A reader sent along this Bloomberg Story:
Greenwich Stilt Houses Foreshadow Impact of New FEMA Maps
In the coastal areas of Greenwich, Connecticut, the latest housing craze requires hydraulic jacks, pylons and stilts. One home towers over its neighbors like a cruise ship. Others look like expensive tree houses.
“People are stopping in to ask us about it,” said Patrick Grasso, 59, a resident of the hedge fund enclave who jacked up his 1920s waterfront house about 3 feet (1 meter). “People want to know how long did it take and how much did it cost.”
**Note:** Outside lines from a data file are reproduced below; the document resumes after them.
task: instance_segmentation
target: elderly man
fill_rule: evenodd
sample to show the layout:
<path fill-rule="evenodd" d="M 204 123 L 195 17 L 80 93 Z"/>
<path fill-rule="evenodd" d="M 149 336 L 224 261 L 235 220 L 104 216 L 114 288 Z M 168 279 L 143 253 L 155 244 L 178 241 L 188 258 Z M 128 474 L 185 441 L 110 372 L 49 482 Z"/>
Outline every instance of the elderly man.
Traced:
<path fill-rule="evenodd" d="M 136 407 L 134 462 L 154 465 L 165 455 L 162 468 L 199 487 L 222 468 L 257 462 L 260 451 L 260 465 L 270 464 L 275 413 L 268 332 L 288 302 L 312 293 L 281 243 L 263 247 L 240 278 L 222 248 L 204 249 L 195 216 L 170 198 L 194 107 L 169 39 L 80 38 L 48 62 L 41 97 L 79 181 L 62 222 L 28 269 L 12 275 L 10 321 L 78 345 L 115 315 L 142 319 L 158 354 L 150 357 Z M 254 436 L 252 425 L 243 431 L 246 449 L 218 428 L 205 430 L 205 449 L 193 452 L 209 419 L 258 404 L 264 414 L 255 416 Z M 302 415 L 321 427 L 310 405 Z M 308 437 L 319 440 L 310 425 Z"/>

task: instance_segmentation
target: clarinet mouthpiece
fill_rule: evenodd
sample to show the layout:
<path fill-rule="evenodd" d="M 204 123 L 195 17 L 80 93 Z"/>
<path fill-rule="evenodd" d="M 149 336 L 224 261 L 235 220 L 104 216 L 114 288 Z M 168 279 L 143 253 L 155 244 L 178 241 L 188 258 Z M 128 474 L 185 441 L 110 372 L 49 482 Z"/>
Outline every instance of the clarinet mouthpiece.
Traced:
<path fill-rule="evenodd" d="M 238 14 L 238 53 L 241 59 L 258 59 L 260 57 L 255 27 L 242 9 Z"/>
Ten months after Hurricane Sandy, Greenwich is among the first U.S. municipalities to adopt revised flood maps from theFederal Emergency Management Agency that predict fiercer waves and higher storm surges. In doing so, the town has fallen in line with a federal initiative meant to thin the density of low-lying coastal populations, prepare for more damaging weather and reduce rebuilding costs borne by taxpayers.
The maps add as much as 5 feet to previous predictions of how high the waters of Long Island Sound would rise during a 100-year storm like Sandy. Starting next year, homes in surge areas across the country won’t qualify for flood-insurance rates based on the old maps. That means some homeowners will face a choice between paying as much as $150,000 to raise their houses or accepting premium increases as high as $20,000 a year.